Fanatical edge
Our current state of fear and instability is in part founded on the very technologies once touted as bringing peoples together, writes
Azmi Ashour*
There is a lot in common between Afghanistan of the 1980s and Iraq of the opening years of this century. Afghanistan was a holy war, with the Soviets deemed ungodly occupiers. Afghanistan was a rallying cry for the Arab and Muslim world. Back then, the young needed a cause, and the tide of Nasserism was ebbing. Afghanistan became a magnet for the young who saw themselves as religious worriers rather than what they really were: pawns in an international power game.
The same thing is happening in Iraq today. A land is occupied, and the occupier is a superpower. Once again, religious sentiments are being rallied to the cause.
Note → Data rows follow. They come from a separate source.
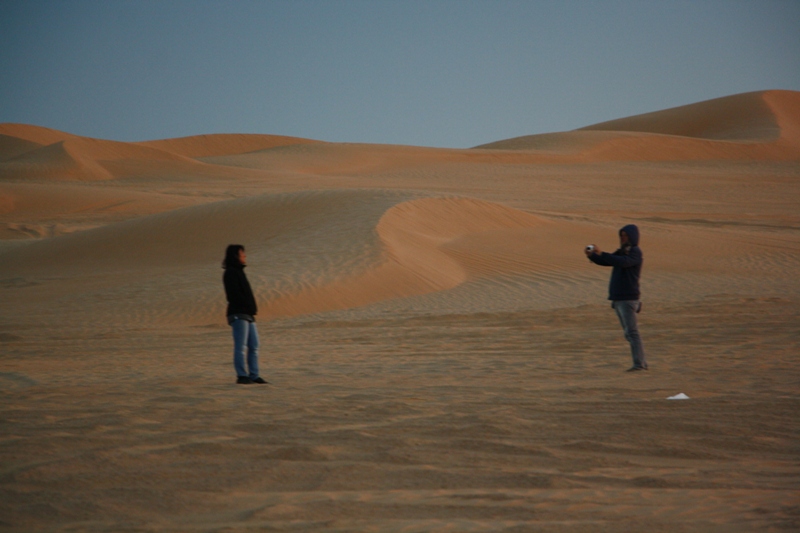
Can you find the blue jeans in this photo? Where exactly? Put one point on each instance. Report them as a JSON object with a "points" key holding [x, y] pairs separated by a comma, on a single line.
{"points": [[245, 335], [626, 311]]}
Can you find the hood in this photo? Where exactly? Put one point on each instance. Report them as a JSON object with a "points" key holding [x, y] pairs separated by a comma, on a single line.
{"points": [[633, 234]]}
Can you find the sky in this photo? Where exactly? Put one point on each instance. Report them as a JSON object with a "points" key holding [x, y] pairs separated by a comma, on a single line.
{"points": [[443, 73]]}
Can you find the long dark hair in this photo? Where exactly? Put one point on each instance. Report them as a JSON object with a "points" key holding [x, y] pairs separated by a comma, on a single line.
{"points": [[232, 256]]}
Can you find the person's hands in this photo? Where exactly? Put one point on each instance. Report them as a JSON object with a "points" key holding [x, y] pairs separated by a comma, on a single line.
{"points": [[591, 249]]}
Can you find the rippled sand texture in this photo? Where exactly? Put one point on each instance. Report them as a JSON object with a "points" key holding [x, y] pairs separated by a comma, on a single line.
{"points": [[440, 352]]}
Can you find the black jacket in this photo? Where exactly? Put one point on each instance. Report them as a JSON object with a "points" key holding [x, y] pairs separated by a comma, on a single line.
{"points": [[238, 292], [627, 263]]}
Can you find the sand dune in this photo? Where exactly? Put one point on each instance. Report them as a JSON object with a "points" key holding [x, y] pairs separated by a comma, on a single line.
{"points": [[223, 144], [746, 126], [442, 355]]}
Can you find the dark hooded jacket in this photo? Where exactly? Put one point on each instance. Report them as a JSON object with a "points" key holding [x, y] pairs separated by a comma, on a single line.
{"points": [[241, 302], [627, 263]]}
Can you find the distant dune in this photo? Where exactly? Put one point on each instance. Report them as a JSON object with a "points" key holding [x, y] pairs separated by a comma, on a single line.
{"points": [[745, 126], [441, 354]]}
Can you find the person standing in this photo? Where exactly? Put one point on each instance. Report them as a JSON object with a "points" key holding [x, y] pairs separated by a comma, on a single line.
{"points": [[624, 287], [241, 313]]}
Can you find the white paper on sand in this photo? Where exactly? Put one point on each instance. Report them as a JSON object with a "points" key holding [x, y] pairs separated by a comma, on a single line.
{"points": [[680, 396]]}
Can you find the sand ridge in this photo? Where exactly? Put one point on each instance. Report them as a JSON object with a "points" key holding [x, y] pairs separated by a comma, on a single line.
{"points": [[441, 353]]}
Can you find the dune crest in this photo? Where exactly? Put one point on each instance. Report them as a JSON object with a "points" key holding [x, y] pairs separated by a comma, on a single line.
{"points": [[740, 117], [757, 126], [222, 144]]}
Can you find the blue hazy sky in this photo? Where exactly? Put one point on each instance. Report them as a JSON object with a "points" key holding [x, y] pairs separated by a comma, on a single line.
{"points": [[446, 73]]}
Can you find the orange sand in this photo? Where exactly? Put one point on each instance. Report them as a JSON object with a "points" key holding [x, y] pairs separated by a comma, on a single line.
{"points": [[441, 353]]}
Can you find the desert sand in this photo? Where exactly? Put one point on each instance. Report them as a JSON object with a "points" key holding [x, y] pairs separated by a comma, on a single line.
{"points": [[441, 354]]}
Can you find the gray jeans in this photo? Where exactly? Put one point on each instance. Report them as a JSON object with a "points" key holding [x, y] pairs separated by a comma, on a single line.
{"points": [[626, 311]]}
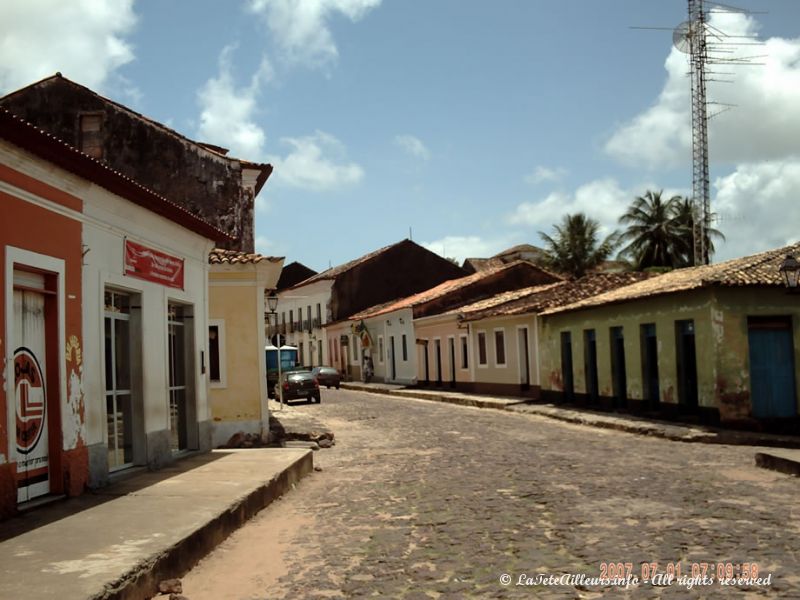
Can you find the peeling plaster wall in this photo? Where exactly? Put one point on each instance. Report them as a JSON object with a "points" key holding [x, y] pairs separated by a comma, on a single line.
{"points": [[402, 270], [236, 299], [721, 340], [35, 195], [206, 183], [662, 312], [732, 307]]}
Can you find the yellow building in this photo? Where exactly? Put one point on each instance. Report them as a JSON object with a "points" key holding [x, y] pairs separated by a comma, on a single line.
{"points": [[236, 368]]}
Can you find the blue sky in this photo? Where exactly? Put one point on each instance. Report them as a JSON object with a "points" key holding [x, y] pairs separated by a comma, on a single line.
{"points": [[474, 125]]}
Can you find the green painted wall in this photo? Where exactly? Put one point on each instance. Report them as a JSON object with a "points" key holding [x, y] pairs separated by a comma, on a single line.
{"points": [[721, 341]]}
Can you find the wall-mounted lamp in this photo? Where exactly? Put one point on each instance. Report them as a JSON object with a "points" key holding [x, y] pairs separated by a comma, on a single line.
{"points": [[790, 269]]}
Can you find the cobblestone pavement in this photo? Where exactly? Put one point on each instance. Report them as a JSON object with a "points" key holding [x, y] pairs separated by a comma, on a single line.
{"points": [[426, 500]]}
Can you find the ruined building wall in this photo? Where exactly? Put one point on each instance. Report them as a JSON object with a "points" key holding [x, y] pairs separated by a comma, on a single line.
{"points": [[206, 183]]}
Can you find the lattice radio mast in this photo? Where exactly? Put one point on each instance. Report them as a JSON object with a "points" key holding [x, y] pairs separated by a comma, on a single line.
{"points": [[705, 45], [690, 37]]}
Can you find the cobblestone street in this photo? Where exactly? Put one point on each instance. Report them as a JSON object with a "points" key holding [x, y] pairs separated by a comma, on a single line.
{"points": [[426, 500]]}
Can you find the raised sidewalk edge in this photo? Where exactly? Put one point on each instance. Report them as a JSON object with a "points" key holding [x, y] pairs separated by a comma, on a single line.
{"points": [[120, 541], [180, 557], [787, 461]]}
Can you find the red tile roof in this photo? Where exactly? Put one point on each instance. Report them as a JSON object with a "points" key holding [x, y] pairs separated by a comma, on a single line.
{"points": [[218, 256], [541, 298], [755, 270], [442, 289], [48, 147], [264, 168]]}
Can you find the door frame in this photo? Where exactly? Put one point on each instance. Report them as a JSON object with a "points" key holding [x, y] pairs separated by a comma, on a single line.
{"points": [[54, 270]]}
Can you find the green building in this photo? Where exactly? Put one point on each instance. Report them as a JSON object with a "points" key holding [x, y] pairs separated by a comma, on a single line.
{"points": [[718, 342]]}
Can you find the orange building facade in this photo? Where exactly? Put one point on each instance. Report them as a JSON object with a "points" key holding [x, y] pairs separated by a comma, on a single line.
{"points": [[42, 451]]}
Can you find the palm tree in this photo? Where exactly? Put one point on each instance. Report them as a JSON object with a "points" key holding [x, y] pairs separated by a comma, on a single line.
{"points": [[574, 249], [655, 234], [684, 214]]}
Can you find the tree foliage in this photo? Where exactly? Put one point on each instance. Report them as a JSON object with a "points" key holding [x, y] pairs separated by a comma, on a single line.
{"points": [[575, 248]]}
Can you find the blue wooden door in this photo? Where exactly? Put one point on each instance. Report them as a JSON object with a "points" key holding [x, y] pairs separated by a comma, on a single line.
{"points": [[772, 381]]}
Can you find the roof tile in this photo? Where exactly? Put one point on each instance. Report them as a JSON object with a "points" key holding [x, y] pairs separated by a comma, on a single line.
{"points": [[756, 270]]}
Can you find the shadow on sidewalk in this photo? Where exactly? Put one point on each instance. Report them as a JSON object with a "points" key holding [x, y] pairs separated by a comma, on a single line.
{"points": [[130, 481]]}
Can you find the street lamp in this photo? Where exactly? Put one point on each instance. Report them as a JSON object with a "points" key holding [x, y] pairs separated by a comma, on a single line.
{"points": [[272, 305], [790, 269]]}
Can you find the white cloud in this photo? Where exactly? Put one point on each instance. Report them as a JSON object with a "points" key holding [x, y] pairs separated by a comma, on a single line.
{"points": [[228, 113], [413, 146], [308, 166], [763, 125], [470, 246], [265, 246], [543, 174], [603, 200], [83, 39], [300, 27], [757, 207]]}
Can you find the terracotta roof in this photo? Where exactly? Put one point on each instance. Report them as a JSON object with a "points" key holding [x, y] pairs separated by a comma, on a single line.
{"points": [[335, 272], [539, 299], [440, 290], [266, 169], [218, 256], [755, 270], [475, 265], [48, 147]]}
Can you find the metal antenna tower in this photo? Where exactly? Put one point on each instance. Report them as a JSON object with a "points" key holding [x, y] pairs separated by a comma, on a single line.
{"points": [[705, 45], [691, 36]]}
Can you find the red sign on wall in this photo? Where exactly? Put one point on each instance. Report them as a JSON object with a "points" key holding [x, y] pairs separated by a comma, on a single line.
{"points": [[152, 265]]}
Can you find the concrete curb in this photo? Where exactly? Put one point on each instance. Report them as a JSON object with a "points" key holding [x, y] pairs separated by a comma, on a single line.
{"points": [[778, 463], [141, 581]]}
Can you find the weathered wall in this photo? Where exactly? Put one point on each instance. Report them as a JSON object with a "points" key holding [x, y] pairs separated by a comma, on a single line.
{"points": [[730, 331], [402, 270], [721, 339], [442, 328], [514, 278], [206, 183], [662, 311], [511, 373], [383, 327], [236, 301], [24, 206]]}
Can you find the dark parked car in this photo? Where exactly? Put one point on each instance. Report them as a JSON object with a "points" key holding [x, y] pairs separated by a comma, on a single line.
{"points": [[299, 384], [327, 376]]}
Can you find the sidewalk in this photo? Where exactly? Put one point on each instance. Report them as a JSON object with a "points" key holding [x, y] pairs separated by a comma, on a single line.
{"points": [[121, 540], [786, 457]]}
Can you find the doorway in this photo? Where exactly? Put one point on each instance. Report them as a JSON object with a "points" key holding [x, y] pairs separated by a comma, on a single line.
{"points": [[437, 348], [566, 366], [182, 409], [619, 379], [687, 363], [773, 390], [524, 358], [590, 364]]}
Once again, there is glory to be made and heaven to be reached towards. Just as the Soviets were called ungodly in Afghanistan, the Americans are being portrayed as infidels in today's Iraq. Droves of would-be jihadists are drawn to the scene like moths to the flame, and the repercussions are uncannily similar.
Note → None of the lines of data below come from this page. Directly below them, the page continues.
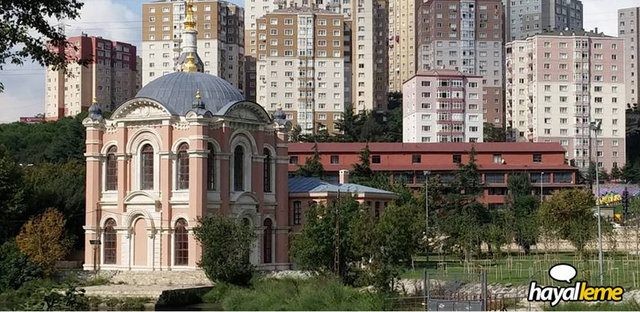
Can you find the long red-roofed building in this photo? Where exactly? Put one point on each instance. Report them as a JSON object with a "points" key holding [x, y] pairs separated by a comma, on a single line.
{"points": [[408, 161]]}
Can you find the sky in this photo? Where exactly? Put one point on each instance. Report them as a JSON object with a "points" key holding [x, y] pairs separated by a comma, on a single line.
{"points": [[121, 20]]}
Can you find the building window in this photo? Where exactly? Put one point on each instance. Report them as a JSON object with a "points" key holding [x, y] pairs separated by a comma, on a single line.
{"points": [[267, 170], [238, 168], [112, 170], [183, 167], [211, 168], [181, 243], [537, 157], [335, 159], [375, 159], [266, 247], [297, 212], [146, 157], [110, 242]]}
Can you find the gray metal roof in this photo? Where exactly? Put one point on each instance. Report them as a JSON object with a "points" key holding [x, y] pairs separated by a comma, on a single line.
{"points": [[315, 185], [176, 91]]}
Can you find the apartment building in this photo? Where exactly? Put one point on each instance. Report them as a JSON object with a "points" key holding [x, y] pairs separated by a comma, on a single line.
{"points": [[558, 83], [370, 55], [111, 78], [300, 66], [628, 22], [465, 35], [402, 42], [220, 38], [442, 106], [255, 9], [524, 18]]}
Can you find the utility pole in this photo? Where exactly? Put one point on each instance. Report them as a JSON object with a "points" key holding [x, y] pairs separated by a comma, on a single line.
{"points": [[596, 127]]}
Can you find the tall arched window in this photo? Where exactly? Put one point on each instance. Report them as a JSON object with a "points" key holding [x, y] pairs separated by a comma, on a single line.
{"points": [[183, 167], [238, 168], [111, 176], [146, 161], [266, 246], [211, 168], [181, 241], [267, 170], [110, 242]]}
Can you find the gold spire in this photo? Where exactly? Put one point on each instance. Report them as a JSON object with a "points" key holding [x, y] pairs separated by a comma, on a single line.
{"points": [[189, 20], [190, 64]]}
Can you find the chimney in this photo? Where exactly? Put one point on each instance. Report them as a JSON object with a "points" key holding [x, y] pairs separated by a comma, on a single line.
{"points": [[343, 176]]}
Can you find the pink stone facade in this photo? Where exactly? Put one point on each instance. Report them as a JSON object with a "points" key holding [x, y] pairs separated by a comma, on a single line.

Afghanistan gave us a generation of jihadists, the ones that were later dubbed the Arab Afghans. Many were young men who made a career fighting in Afghanistan and later on returned to their countries to do what they did best. The Arab Afghans turned against their own societies, launching one murderous wave of terror after another. Interestingly, the terror they launched gave the US reason to wage war again in this region. The US used the very demons it created to further its political goals. In both Afghanistan and Iraq, the Americans fought against former friends; people that it had sponsored at one time in the past. The Arabs who fought in Afghanistan, Saddam Hussein and his men, all had worked for the Americans or at least cooperated closely with them. The US used them first as pawns then as target practice.
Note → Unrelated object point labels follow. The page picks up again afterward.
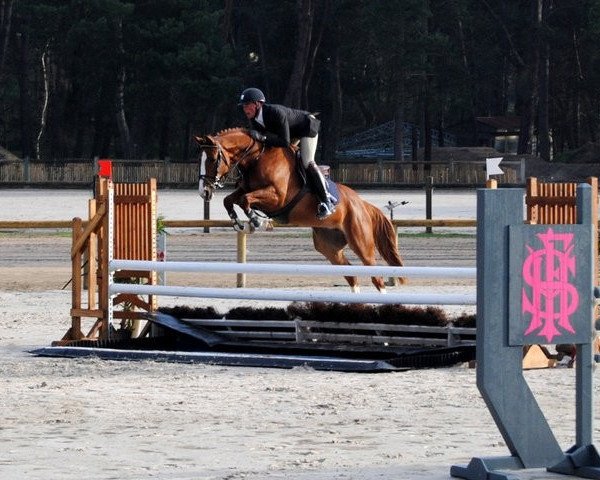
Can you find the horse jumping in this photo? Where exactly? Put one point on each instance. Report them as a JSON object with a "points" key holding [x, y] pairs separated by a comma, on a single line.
{"points": [[269, 181]]}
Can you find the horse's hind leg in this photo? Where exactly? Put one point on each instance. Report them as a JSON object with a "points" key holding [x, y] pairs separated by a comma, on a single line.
{"points": [[362, 242], [330, 243]]}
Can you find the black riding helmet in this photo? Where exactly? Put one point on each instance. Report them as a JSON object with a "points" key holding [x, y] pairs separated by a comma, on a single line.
{"points": [[251, 95]]}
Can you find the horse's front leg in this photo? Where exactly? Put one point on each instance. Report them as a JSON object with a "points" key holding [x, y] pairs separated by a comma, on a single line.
{"points": [[229, 202]]}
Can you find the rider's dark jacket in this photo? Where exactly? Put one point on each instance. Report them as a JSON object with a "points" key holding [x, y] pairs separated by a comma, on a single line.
{"points": [[282, 124]]}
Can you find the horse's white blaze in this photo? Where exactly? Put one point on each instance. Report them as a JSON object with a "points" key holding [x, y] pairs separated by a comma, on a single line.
{"points": [[202, 173]]}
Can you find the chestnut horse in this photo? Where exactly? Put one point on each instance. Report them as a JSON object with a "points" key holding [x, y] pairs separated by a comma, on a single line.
{"points": [[270, 181]]}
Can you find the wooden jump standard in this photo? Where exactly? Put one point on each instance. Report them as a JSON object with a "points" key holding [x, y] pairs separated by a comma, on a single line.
{"points": [[133, 238]]}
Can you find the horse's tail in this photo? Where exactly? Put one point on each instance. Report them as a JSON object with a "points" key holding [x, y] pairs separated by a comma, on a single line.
{"points": [[386, 237]]}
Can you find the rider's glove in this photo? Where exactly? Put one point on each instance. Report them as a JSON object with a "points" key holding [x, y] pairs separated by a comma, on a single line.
{"points": [[256, 135]]}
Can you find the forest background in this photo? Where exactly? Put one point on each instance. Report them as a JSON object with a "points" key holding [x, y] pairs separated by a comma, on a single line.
{"points": [[136, 79]]}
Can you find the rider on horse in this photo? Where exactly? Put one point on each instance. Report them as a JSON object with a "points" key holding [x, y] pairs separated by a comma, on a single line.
{"points": [[276, 125]]}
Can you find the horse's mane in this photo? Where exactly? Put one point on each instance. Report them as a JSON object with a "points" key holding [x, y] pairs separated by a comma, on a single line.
{"points": [[232, 130]]}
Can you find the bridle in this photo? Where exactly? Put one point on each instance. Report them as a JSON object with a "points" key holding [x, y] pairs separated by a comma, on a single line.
{"points": [[235, 171]]}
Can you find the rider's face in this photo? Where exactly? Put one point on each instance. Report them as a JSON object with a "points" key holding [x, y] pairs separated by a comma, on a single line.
{"points": [[251, 109]]}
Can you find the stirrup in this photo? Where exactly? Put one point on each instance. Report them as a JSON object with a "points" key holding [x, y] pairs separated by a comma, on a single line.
{"points": [[324, 210]]}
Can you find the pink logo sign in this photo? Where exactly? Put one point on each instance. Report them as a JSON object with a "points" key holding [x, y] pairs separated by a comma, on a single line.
{"points": [[552, 298]]}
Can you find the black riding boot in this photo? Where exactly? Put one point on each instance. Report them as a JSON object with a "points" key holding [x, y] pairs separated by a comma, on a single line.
{"points": [[318, 185]]}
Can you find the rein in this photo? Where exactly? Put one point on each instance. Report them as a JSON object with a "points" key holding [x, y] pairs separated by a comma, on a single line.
{"points": [[234, 171]]}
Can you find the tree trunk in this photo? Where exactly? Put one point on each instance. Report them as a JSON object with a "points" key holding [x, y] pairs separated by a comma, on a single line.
{"points": [[293, 95], [122, 126], [399, 126], [5, 25], [46, 76], [331, 132], [25, 109], [544, 70]]}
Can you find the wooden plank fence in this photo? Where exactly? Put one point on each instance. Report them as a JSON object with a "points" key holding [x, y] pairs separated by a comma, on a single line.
{"points": [[185, 175]]}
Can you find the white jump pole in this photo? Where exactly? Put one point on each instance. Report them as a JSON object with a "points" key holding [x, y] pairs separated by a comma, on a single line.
{"points": [[296, 295], [294, 269]]}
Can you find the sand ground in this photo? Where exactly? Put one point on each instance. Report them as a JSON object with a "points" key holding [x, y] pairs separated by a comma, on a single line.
{"points": [[70, 419]]}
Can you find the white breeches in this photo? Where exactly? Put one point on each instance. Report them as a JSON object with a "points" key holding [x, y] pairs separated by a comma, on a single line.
{"points": [[308, 148]]}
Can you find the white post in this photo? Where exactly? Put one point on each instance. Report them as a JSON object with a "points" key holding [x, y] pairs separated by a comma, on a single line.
{"points": [[110, 205]]}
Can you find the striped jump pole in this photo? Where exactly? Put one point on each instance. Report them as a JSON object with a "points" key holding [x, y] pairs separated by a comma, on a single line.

As facts became twisted, the image of our region was reinvented and ultimately distorted. The very people who fomented fanaticism in our midst blamed us for it. After 9/11, the international scene shifted, and the power games became more diffused, more tenuous. Individuals and illegitimate organisations surged in importance, and were often able to challenge the power of the state. All they needed to do was blow up something or slaughter enough people. Once they did enough damage, the media turned them into major players.
There has been mayhem in earlier wars, but never so widely publicised. The tremendous achievements of modern communication technologies have combined with the ruthlessness of extremists to give the world a new taste of horror. Anyone in a position to inflict some damage on the Americans became a hero. That was when fanaticism became more rewarding than enlightenment. That was where fanaticism had the edge.
* The writer is managing editor of the quarterly journal Al-Dimoqrateya published by Al-Ahram.